I don’t intend to use my courting story as a standard, there are many outliers, but adopt the concept to your peculiar relationship. Three months into being with my now wife, I had spoken to her family, she had spoken to mine, and I spoke with her pastor too. The desire for marriage is beautiful, but some women are single because of their desperation. Men see through your desperation, and offer you inequitable bargains like cohabitation, long talking stages, long unserious dating relationships. It’s also sad that many women find it boring when men state their marriage intentions, upfront. They say “it’s too serious, don’t mention marriage; let’s talk as friends…” While friendship is important, I think it’s been overrated before marriage.

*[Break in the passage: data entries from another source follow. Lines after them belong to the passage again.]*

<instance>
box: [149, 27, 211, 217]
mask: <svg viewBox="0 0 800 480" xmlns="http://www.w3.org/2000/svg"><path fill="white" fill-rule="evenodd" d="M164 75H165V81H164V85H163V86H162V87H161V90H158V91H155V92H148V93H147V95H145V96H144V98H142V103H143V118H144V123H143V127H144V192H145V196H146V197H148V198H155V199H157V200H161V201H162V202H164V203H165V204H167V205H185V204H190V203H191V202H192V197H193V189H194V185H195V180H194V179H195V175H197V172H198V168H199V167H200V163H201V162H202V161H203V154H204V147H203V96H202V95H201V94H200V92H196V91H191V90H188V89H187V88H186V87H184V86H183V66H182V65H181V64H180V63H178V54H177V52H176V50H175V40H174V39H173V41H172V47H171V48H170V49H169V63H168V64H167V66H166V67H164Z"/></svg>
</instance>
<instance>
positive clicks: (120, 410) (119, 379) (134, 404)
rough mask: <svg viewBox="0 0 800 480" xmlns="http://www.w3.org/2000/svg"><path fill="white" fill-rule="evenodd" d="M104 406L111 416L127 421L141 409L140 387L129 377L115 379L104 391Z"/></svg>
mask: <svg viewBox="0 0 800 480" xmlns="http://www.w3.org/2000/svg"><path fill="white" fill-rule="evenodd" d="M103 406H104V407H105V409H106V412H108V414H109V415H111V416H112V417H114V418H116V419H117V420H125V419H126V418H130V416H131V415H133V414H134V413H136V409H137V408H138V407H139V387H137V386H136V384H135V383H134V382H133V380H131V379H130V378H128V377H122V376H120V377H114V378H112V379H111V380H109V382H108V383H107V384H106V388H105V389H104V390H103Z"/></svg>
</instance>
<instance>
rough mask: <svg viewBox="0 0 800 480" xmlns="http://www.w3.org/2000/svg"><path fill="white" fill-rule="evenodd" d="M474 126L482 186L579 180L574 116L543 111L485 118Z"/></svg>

You can build friendship in marriage. Shockingly, what you share with your partner before marriage can never be enough to sustain your marriage. Marriage is not friendship, but friendship is a fraction of marriage. This might be controversial, but valid. I’d really understand if it’s two teenagers involved, but a woman in her late twenties enabling men to waste her time is unwise. You’re 29, and in a 2 year old situationship. With another man, you could have been 29, and happily married with one child.
It’s almost a taboo to mention time factor in regard to marriage, but it’s important. You’re too old to be entertaining unreasonable men for long! It’s not desperation; it’s intentionality. You’re too old to be having ‘fun’. Reckless premarital fun is not favorable to women. A player(male) can wake up and marry in a month, but a played woman could hurt for two years. It’s not a fair play. Women, protect yourselves. Wear the wisdom of God. Above all, pray for discernment.
I could address men, but it’s better to address the party(potential victims) with less cultural power to initiate marriage. The dating scene has changed so much. Equip yourself with godly discernment. Stay smart and shun wokeism. You’re getting old.
I’m not demonizing long dating relationships, but critically ensure that there are STRONG evidence of intending marital commitment. No matter how long you date, dating is dating, and marriage is marriage, and there is a security only marriage provides.